Donors have donated to their wish list, too: Recently a donor got weGodthis a bus that they can use to bring not just food but also clothes and toiletries. “It’s the bus of blessing,” Caroprese said. They hope to be able to branch off and serve people in Paterson, in New York, or wherever the need might be.
It was a homeless man named Anthony who told them to put the bus on their wish list when he heard them talking about it. “Put it out there,” he said.
BEING A VESSEL
Though “God” is in the title, weGodthis is not affiliated with any church.
“We have people that we serve that are Muslim, Hindu, atheist,” Coussoulis said. Prayer before and after meals is general.
But faith is what inspires them and keeps them going: Mother Teresa is Caroprese’s inspiration. “She was a little woman living in a Third-World country, helping one person at a time. She had a quote that said, ‘What we’re doing feels like a drop in the ocean, but the ocean would be less because of that missing drop.’ And that’s how we feel. We might not be able to change the world, but if we could change someone’s life or someone’s day and make them happy… it’s in giving we receive.”
And the relationships they build are real, Coussoulis said. They see the same people over weeks and begin to know them.
“They know that for the past two years we have never missed a Sunday,” she said. “And anything they have asked for we have gotten them. I go for them.”
Sometimes the people in the park have been sleeping outdoors, or waiting in lines, and are not in good moods, Coussoulis said.
A man named Patrick became very angry, and threatened to punch them.
The women had not met him before, but talked with him to calm him down.
The next week he showed up again. Oh no, they thought, but responded cheerfully to greet him. He apologized. He said he’d been thinking about his behavior all week. They told him not to worry about it.
And now he runs over to help them when he sees them, helping them with the garbage, helping them serve.
‘IT’S NOT THE FOOD’
One young woman had become homeless as a teenager when her parents kicked her out of the house due to her addiction.

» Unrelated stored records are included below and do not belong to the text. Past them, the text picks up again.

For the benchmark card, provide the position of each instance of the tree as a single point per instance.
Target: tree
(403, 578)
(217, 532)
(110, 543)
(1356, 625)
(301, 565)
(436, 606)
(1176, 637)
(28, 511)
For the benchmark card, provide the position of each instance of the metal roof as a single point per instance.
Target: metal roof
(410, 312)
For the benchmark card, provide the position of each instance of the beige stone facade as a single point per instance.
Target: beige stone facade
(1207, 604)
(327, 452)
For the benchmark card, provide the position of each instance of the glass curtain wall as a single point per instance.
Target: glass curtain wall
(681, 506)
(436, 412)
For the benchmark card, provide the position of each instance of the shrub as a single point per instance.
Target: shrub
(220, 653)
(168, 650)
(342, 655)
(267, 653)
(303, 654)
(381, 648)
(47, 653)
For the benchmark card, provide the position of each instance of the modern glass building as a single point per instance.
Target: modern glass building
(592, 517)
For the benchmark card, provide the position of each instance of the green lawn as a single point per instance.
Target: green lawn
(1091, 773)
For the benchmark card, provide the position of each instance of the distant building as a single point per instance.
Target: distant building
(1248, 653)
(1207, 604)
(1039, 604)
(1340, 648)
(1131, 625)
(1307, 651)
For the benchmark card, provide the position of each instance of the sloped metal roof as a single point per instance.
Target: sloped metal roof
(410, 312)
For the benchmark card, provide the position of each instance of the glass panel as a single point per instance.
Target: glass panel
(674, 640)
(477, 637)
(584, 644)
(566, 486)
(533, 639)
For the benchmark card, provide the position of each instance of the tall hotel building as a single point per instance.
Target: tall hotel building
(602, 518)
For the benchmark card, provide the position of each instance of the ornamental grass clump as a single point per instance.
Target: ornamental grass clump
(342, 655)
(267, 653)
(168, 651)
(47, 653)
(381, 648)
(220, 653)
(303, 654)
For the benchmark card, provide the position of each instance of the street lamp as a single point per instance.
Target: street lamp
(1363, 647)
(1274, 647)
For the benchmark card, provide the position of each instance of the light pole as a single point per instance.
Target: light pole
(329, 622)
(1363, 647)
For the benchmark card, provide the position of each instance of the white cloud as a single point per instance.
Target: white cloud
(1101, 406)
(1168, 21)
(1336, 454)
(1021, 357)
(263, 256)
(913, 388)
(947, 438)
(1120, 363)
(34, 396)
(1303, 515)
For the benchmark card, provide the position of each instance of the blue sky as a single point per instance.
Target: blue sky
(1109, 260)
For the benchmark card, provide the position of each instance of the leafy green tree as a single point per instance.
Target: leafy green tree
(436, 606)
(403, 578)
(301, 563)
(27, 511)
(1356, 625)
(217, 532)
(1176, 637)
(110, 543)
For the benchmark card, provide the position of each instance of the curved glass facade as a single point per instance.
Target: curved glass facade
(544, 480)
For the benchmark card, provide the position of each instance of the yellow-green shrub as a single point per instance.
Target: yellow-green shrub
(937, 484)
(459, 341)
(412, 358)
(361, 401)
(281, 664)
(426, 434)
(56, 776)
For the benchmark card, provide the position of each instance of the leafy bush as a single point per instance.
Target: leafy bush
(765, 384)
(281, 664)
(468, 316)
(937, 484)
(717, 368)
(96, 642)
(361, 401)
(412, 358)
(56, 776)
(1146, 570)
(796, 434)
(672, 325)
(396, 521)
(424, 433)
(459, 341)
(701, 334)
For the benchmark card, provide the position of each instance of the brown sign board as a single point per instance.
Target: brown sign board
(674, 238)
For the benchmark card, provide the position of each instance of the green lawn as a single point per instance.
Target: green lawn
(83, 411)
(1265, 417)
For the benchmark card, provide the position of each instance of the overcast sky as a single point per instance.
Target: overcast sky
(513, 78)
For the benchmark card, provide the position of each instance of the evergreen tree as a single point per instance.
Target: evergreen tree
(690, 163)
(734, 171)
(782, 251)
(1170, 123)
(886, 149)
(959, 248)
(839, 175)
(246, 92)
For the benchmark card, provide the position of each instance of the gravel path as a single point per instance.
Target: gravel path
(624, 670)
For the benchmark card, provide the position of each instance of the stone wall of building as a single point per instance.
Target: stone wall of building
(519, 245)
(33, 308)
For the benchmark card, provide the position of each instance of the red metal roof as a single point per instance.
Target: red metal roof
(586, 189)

“We ended up becoming friends,” Caroprese said. “I told her, ‘Listen, I want you serving on this side of the line with me one day.’ Literally a year later from when I met her she was on my side of the line.” Andrea, the young woman, went back to school and is now a medical assistant. Such success stories are rare, and Caroprese does not give herself credit for being more than a friend. Sometimes they meet someone once and never see them again. Coussoulis and Caroprese hope it’s because the person is no longer homeless, but they do not know.
But they give out their numbers to the people they meet and text them and try to keep in touch with how they are doing.
“It’s not the food. The food is a channel that gives us a reason to be there to give something, but it’s not what our organization is about,” Caroprese said. People rely on them, she said; whenever she pulls up there is always a line. “They have faith that we’re showing up, no matter the weather.”
In March and April, during the first months of lockdown, some organizations stopped going to the park. But weGodthis always went. It was even more important — some people told them they had not eaten in 48 hours, Coussoulis said.
For Casper, who said he was about to start a new job, it is special that the weGodthis women give out their numbers to people they don’t know.
“The compassion,” he said. “They go above and beyond. You can imagine the people that count on them. They’re down there in Penn Station, people who don’t go into shelters, they stay there.”
Just last week, he saw a woman jump on the subway tracks in front of him and get killed. “It’s really bad down there,” he said. “This is something to look forward to, when there’s really no hope.”